Assim, inaugura-se a Era da Representação. Por um lado, os desdobramentos da idéia teórico-filosófico-cartesiana (princípio das idéias claras e precisas) e a conseqüente reverberação em todas as áreas do saber. De outro lado, a proposição empírica dos fatos e das coisas, isto é, as “Idéias” e as constatações empíricas caminham... vão juntas. Desse modo, no equilíbrio da balança, a teoria organiza-se segundo o estilo da linguagem matemática, ou melhor, seguindo os paradigmas explicativos matemáticos - que passa a ser o discurso eficaz no nível das constatações. Rompidos os laços com a tradição e construída a moderna concepção de mundo sob a égide da ruptura, as verdadeiras implicações resultantes desta nova postura filosófica relacionam-se diretamente com a perda de certeza (não confundamos com Verdade) que anteriormente havia nos depoimentos ditados pela razão e pelos sentidos. Enfim, a suspeita, a desconfiança nas faculdades humanas , despertada pelo “cogito” cartesiano (cujo ponto de partida reside na famosa máxima: “Penso, logo existo”), isto é, o homem em busca da verdade não pode confiar na evidência dada pelos sentidos, foi um dos elementos que fomentou o surgimento do pensamento moderno. A partir daí, o homem é lançado diante do nada e de ninguém a não ser de si mesmo. Nesse caso, irrompe o “homem desesperado”, desconfiado de suas certezas (em muitos casos evidentes!), porque não mais acredita no aparelho cognitivo (nos sentidos) como instrumento ou faculdade humana para lhe revelar a verdade objetiva; trata-se, enfim, de um indivíduo que rompe com as concepções filosóficas comprometidas em estabelecer a verdade enquanto eterna. Assim, com o surgimento deste indivíduo, agora recolhido dentro de si, agrava-se progressivamente a desimportância do filósofo no mundo moderno. Com efeito, a teoria liberta-se da intuição, da contemplação e o filósofo deixa de ser um “mestre da verdade”. Segundo palavras de Hannah Arendt:

“A noção de ‘teoria’ mudou de significado. Não mais significou um sistema de verdades razoavelmente conectadas que, enquanto verdades, não foram construídas mas dadas à razão e aos sentidos. Tornou-se, ao invés disso, a teoria científica moderna, que é uma hipótese de trabalho que muda conforme os resultados que produz e que depende, para sua validade, não do que ‘revela’, mas do fato de ‘funcionar’. Pelo mesmo processo, as idéias platônicas perderam seu poder autônomo de iluminar o mundo e o universo.
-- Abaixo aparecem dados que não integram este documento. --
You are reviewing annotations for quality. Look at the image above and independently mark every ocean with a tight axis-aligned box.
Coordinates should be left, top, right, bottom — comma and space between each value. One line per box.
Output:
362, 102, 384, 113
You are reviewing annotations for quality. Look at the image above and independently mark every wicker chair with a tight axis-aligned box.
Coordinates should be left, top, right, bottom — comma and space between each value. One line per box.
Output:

Primeiro, tornaram-se aquilo que haviam sido para Platão apenas em relação ao domínio político: padrões e medidas, ou as forças limitativas e reguladoras da mente raciocinante do homem, como aparecem em Kant...”

Crise de paradigmas! Ancorados em argumentos de Hilton Japiassu, em “Introdução às Ciências Humanas” (1994), interrogamos: é possível, afinal, adequarmos as Ciências Humanas ao mesmo tipo de inteligibilidade operatória da Física?

Na verdade, as Ciências Humanas ao pretenderem o rigor dos modelos físico-matemáticos converteram-se em Ciências sem o ser humano, pois, com a aplicação do modelo mecanicista da física e da escrita matemática, a realidade humana passa a ser interpretada pelo discurso formalizado das Ciências Exatas; com efeito, a construção do conhecimento do humano não pode ser indiferente ao vivido. Como já bem afirmara Michel Foucault, ou é o homem ou uma ciência que, para se construir, precisa abandonar esse homem. Consoante o pensamento foucaultiano, o homem não poderia ser esse objeto inteligível de um saber científico, pois toda a ciência é reducionista, “modélica”, e o homem em sua complexidade, não cabe dentro de qualquer modelo (2). Ademais, as Ciências Humanas não podem e não devem enquadrar-se dentro de uma metodologia unitária, pois, uma efetiva teoria das Ciências Humanas deve ir além das verdades procedentes do conhecimento científico-objetivo. Na verdade, devemos ampliar o nosso conceito de Ciência e, ao contemplarmos as Ciências Humanas buscar emancipá-las tanto da objetividade quanto da neutralidade, ambos expedientes impostos pelos modelos explicativos de ciência rigorosa que freqüentemente ambicionam regulá-las.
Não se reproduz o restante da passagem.